Indications that both the sides were in serious discussions came when Ramdev called off a press conference scheduled on Thursday evening at Ramlila Maidan where he is to sit on fast two days later.
The cancellation of the media briefing took place on the ground that there was "serious dialogue" on with the government and that he would update the media about the "conclusive" outcome tomorrow after the second-round of talks.
After reports that civil society was divided on the lokpal bill, Anna Hazare on Thursday announced that he will join Ramdev's protest on Sunday but cautioned him that the government would "play fraud" by making false promises.
The Core Group of the Congress met at Prime Minister Manmohan Singh's residence where party chief Sonia Gandhi and senior ministers, including Pranab Mukherjee, P Chidambaram, AK Antony and senior leader Ahmed Patel were also present.
The party, which had disapproved senior ministers rushing to the airport in New Delhi on Wednesday for talks with the yoga guru, left it to the government to deal with the issue in a proper manner.
The Core Group meeting was followed by another high-level meeting which was attended by Mukherjee and the three ministers -- Kapil Sibal, P K Bansal and Subodh Kant Sahai -- who met Ramdev at the IGI airport on Wednesday. They were joined by Antony, Chidambaram, M Veerappa Moily, cabinet secretary KM Chandrasekhar and home secretary GK Pillai.

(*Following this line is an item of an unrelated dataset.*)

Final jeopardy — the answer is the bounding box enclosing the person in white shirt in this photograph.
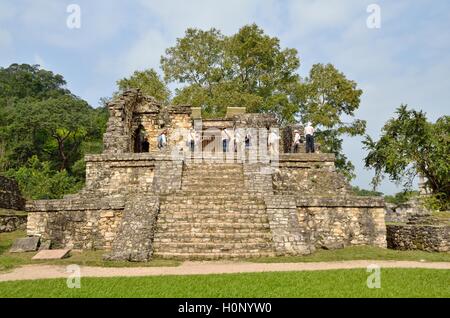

Congress also put a clamp on leaders speaking out of turn on the issue. Senior leader Digvijay Singh had attacked Ramdev saying he is more a businessman and less a "sanyasi".
Sources close to Ramdev said that the back-channel talks revolved around a "definite time-frame" on issues that he has raised with the ministers.
The issues related to a commitment by government on promulgating an ordinance on repatriation of wealth from abroad which he wants to be declared as a national asset, fast track courts to try the corrupt and provision of death sentence for them and enactment of a law for guaranteeing public delivery.
There was no official word on what the government proposes to do but there were indications that it would try to placate Ramdev and make all efforts to see that it does not ahead with the fast.
Hazare, who rattled the government in April by his fast for a stronger Lokpal that evoked nationwide support, said all those fighting against corruption should not be satisfied with the oral assurances of the government.
"There was no need for so many ministers to go. One or two ministers would have been enough for the talks. When so many ministers go, it means there is a plan of fraud. Sign papers, make promises, all this is to pass time," Hazare said.